Dr Graham Dixon is Neem Biotech’s Chief Executive Officer. He obtained a PhD in biochemistry at Swansea University and has spent over 25 years in Big Pharma, VC funded and publicly listed biotechnology companies. As Chief Scientific Officer, Graham has led over ten positive proof of concept programmes in humans and been a part of several new drug approval programmes in biotechnology companies as diverse as Onexo, Sensorion, Addex Therapeutics, Galapagos, Entomed and F2G.

In Graham’s experience, every successful programme that takes a molecule from an idea through to its embodied form in the clinic is another career highlight.

About Prof. Keith Harding

Professor Harding CBE is the Welsh Wound Innovation Centre’s Medical Director. He has worked tirelessly as a clinician, researcher and organisation head to improve the state-of-the-art in wound healing over the past three decades.

He is qualified as a medical practitioner in both general surgery and general practice and has held senior academic roles including external professorial appointments in the UK and Australia and the Dean of Clinical Innovation at Cardiff University.
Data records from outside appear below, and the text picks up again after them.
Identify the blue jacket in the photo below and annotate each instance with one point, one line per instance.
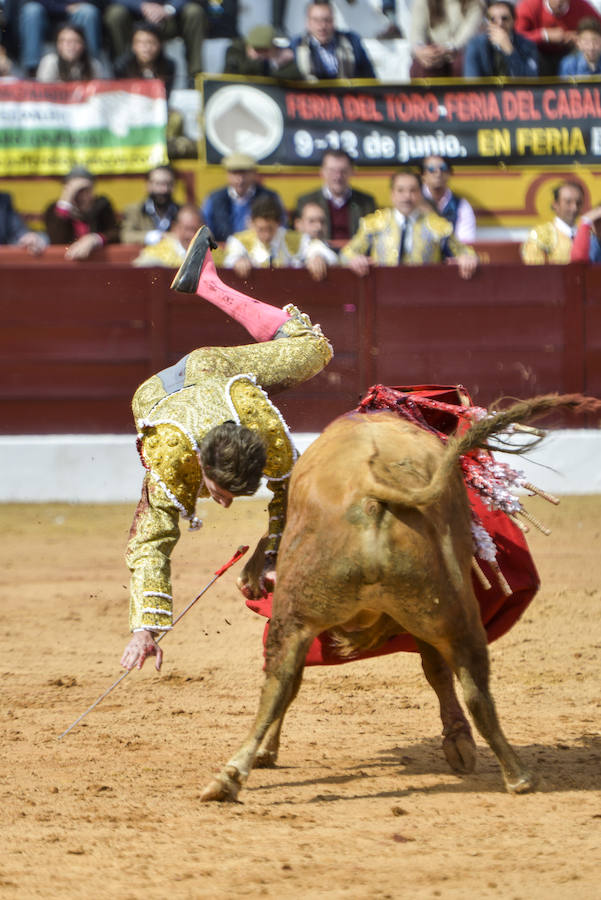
(479, 59)
(223, 218)
(575, 64)
(12, 226)
(353, 61)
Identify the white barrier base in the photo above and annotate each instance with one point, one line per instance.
(105, 468)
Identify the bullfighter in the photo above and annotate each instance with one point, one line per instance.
(206, 428)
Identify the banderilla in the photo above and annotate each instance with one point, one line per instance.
(237, 555)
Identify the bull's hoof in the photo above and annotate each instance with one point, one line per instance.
(265, 759)
(460, 750)
(224, 787)
(523, 784)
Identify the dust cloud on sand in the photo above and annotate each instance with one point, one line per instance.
(362, 804)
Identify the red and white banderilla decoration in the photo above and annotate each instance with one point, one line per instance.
(237, 555)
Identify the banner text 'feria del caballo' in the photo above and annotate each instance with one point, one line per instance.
(546, 122)
(110, 127)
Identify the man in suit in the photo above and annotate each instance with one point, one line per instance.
(500, 50)
(14, 231)
(227, 210)
(325, 53)
(407, 233)
(342, 204)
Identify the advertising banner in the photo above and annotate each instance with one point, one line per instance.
(110, 127)
(548, 122)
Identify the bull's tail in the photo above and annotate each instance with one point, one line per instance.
(386, 490)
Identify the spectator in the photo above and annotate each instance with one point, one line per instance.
(312, 220)
(312, 223)
(551, 25)
(171, 248)
(146, 57)
(551, 242)
(267, 244)
(172, 19)
(259, 54)
(408, 233)
(500, 50)
(587, 59)
(323, 52)
(8, 69)
(81, 218)
(35, 18)
(587, 243)
(227, 209)
(147, 222)
(456, 210)
(342, 204)
(70, 61)
(14, 231)
(439, 33)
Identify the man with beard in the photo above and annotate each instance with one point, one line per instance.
(147, 222)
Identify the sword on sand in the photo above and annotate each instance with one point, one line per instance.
(237, 555)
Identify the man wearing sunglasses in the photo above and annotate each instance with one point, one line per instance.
(552, 25)
(500, 51)
(456, 210)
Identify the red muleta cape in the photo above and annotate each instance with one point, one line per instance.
(442, 409)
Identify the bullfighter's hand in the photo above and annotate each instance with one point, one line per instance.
(33, 243)
(467, 265)
(83, 246)
(141, 645)
(359, 265)
(318, 267)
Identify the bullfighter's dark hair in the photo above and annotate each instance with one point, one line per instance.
(233, 457)
(568, 183)
(406, 170)
(266, 207)
(336, 154)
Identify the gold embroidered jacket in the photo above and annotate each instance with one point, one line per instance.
(546, 244)
(173, 411)
(379, 237)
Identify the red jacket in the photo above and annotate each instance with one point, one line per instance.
(533, 17)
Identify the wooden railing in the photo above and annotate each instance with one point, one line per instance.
(77, 338)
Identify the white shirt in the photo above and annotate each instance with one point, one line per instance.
(465, 226)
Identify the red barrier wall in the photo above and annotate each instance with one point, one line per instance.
(77, 339)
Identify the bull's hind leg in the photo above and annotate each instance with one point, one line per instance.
(267, 753)
(282, 680)
(469, 659)
(458, 744)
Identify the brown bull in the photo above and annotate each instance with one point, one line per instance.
(378, 534)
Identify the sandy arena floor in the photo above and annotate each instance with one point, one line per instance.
(362, 804)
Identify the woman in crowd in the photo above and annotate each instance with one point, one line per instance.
(146, 58)
(70, 60)
(440, 29)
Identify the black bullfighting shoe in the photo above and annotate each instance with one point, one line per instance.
(188, 274)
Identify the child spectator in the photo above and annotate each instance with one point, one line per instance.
(439, 32)
(80, 218)
(587, 59)
(70, 61)
(267, 244)
(171, 249)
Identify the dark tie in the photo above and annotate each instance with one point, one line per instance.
(402, 241)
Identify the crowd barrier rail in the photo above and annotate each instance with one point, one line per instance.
(77, 338)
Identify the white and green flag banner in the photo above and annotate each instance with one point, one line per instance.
(107, 126)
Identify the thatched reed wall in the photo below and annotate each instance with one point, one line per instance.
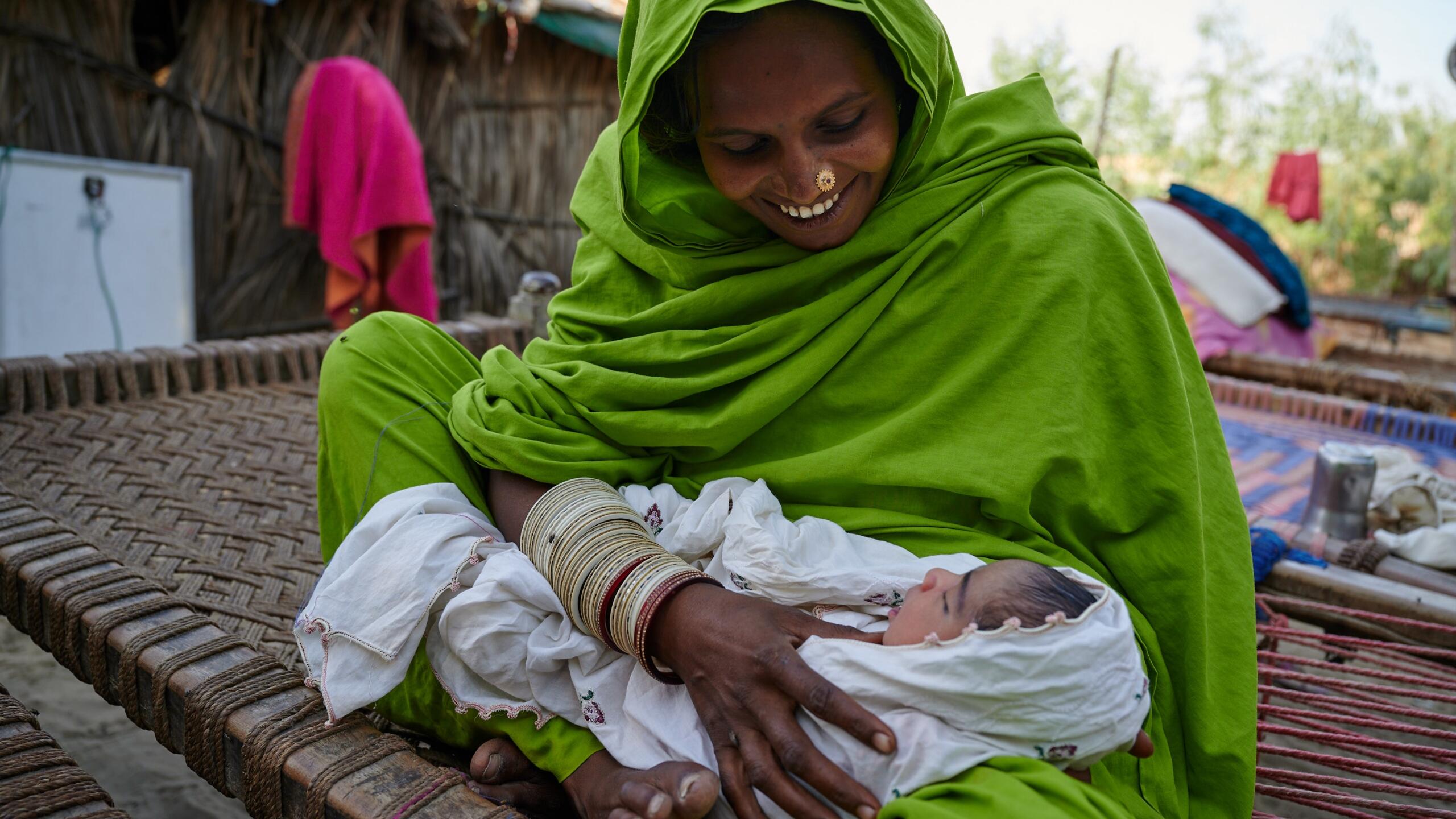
(504, 144)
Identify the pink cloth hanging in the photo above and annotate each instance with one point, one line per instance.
(354, 174)
(1295, 185)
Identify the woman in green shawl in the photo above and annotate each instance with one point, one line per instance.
(809, 257)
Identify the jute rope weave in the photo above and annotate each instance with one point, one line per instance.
(171, 493)
(38, 779)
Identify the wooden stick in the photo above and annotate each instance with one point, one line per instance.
(1355, 589)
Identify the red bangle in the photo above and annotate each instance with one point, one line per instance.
(661, 595)
(606, 602)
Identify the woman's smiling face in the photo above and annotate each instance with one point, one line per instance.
(792, 94)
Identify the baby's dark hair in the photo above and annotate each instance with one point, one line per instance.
(1036, 594)
(670, 125)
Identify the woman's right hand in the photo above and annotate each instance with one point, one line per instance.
(740, 660)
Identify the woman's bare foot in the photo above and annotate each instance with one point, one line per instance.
(605, 789)
(503, 774)
(599, 789)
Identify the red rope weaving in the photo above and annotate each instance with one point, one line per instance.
(1353, 726)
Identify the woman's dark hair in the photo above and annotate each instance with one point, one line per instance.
(1039, 594)
(670, 125)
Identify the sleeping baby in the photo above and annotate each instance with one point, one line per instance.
(978, 660)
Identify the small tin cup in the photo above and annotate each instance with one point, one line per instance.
(1340, 496)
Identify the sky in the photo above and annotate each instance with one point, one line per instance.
(1408, 38)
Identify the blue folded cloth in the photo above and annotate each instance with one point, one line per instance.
(1286, 276)
(1269, 548)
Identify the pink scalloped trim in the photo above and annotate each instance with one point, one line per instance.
(487, 712)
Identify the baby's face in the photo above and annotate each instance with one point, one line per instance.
(940, 605)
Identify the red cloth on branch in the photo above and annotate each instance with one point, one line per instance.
(1295, 185)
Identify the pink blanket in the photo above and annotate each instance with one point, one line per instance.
(1213, 336)
(354, 174)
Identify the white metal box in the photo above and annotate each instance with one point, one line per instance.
(51, 296)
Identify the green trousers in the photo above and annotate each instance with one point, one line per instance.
(383, 400)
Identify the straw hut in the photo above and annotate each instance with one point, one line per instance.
(504, 100)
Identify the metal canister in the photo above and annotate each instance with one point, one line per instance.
(1342, 491)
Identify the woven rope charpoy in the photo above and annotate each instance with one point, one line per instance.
(168, 493)
(1374, 712)
(38, 779)
(610, 574)
(187, 478)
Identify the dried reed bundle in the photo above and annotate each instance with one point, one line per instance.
(504, 146)
(47, 102)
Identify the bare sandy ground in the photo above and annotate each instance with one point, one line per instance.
(144, 779)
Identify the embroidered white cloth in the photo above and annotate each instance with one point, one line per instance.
(1190, 250)
(1413, 509)
(424, 564)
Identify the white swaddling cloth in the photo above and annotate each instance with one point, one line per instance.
(500, 640)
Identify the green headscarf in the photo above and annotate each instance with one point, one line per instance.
(994, 363)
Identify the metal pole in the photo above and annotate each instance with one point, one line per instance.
(1107, 101)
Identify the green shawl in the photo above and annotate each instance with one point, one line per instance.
(994, 363)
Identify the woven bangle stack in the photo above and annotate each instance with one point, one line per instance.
(610, 574)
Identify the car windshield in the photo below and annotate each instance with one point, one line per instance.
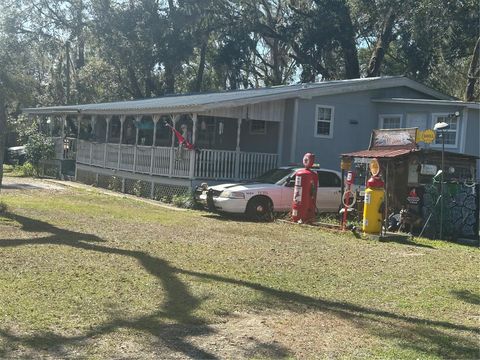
(272, 176)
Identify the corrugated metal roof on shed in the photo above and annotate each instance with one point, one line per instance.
(381, 153)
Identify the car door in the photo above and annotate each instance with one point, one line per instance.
(287, 194)
(329, 191)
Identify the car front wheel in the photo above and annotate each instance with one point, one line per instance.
(260, 209)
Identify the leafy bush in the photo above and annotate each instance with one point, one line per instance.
(115, 184)
(26, 169)
(140, 188)
(39, 147)
(3, 208)
(183, 201)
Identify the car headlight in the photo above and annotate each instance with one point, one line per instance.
(232, 194)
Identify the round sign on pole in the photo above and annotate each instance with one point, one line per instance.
(428, 136)
(345, 164)
(374, 167)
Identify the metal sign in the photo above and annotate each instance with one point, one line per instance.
(374, 167)
(426, 136)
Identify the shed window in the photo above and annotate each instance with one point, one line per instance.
(324, 121)
(390, 121)
(328, 179)
(450, 133)
(258, 127)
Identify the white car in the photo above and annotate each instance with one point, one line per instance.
(270, 192)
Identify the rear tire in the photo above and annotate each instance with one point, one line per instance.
(260, 209)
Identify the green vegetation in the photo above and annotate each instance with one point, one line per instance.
(88, 275)
(37, 148)
(25, 170)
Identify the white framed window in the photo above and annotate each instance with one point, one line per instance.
(451, 134)
(390, 121)
(324, 116)
(258, 127)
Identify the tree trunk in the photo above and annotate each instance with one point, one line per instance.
(3, 133)
(169, 79)
(201, 68)
(349, 48)
(381, 46)
(473, 73)
(134, 86)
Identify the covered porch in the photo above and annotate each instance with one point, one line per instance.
(229, 148)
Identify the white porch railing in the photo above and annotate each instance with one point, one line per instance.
(167, 161)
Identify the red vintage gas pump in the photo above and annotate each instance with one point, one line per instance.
(305, 192)
(346, 197)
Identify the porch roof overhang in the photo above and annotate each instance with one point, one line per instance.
(209, 101)
(459, 103)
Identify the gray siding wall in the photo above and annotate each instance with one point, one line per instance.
(355, 116)
(264, 143)
(347, 136)
(287, 132)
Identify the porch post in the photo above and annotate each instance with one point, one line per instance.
(79, 121)
(64, 119)
(93, 120)
(194, 140)
(156, 118)
(107, 121)
(122, 120)
(237, 149)
(172, 148)
(51, 124)
(280, 143)
(138, 118)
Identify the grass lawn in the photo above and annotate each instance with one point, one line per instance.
(83, 274)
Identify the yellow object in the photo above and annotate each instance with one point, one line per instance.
(374, 167)
(372, 212)
(345, 164)
(427, 136)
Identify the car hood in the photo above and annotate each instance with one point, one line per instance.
(243, 186)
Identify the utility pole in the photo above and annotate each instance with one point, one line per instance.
(67, 71)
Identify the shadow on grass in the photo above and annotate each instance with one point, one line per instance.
(425, 335)
(467, 296)
(404, 240)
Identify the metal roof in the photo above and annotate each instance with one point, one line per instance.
(469, 105)
(392, 153)
(207, 101)
(381, 153)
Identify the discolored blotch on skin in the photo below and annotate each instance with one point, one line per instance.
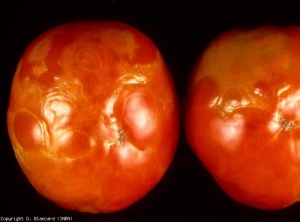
(86, 118)
(242, 115)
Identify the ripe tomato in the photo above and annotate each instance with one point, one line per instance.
(93, 116)
(243, 114)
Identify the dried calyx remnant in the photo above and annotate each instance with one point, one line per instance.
(286, 125)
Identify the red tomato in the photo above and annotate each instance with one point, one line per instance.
(243, 115)
(93, 116)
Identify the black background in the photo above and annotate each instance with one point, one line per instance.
(180, 31)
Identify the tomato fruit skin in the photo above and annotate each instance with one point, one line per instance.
(93, 115)
(242, 114)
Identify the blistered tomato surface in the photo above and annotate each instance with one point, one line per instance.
(93, 115)
(243, 114)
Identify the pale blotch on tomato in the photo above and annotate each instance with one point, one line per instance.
(139, 116)
(230, 130)
(28, 131)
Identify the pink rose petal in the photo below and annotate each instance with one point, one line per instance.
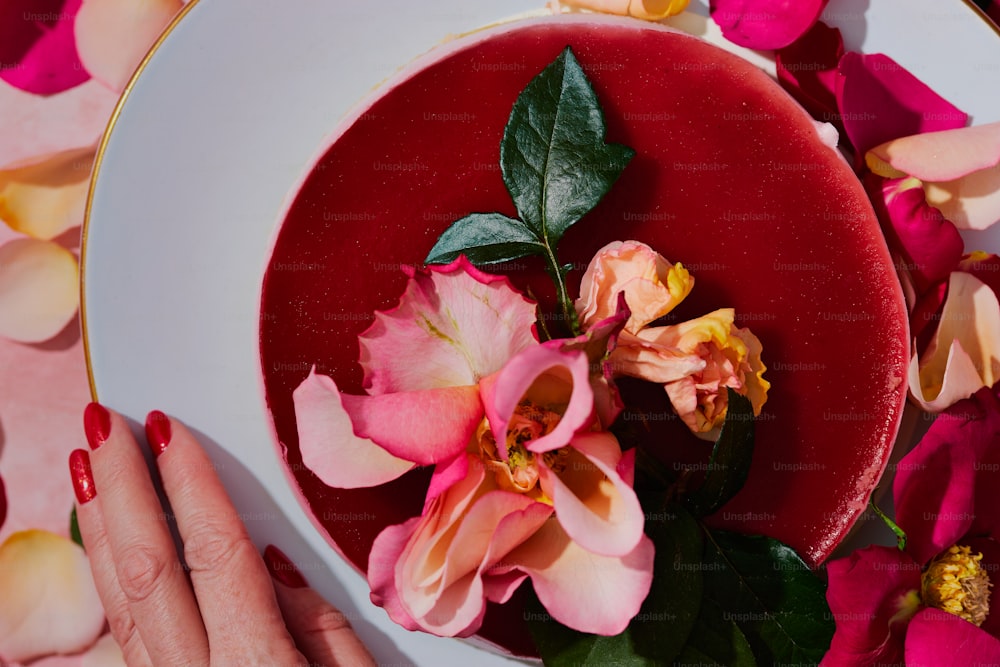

He has authored over 350 wound healing publications and lead several European and international expert groups and wound healing societies.

He is Editor-in-chief of the International Wound Journal and was awarded the prestigious Learned Society of Wales Fellowship in 2014.

Prof Harding has successfully raised more than £45million for wound healing service delivery and was instrumental in setting up the Welsh Wound Innovation Centre as the first dedicated wound healing centre in the world. On the back of the success of this centre, a £9 million budget was allocated by NHS Wales in 2018 to set up Innovation Centres in a number of clinical subjects using the Welsh Wound Innovation Centre model. He, along with collaborators, were also awarded £24million to create a Clinical Innovation ecosystem along the M4 corridor in South Wales in 2018.

Prof Harding was awarded a CBE in 2013 for services to Medicine and Health Care.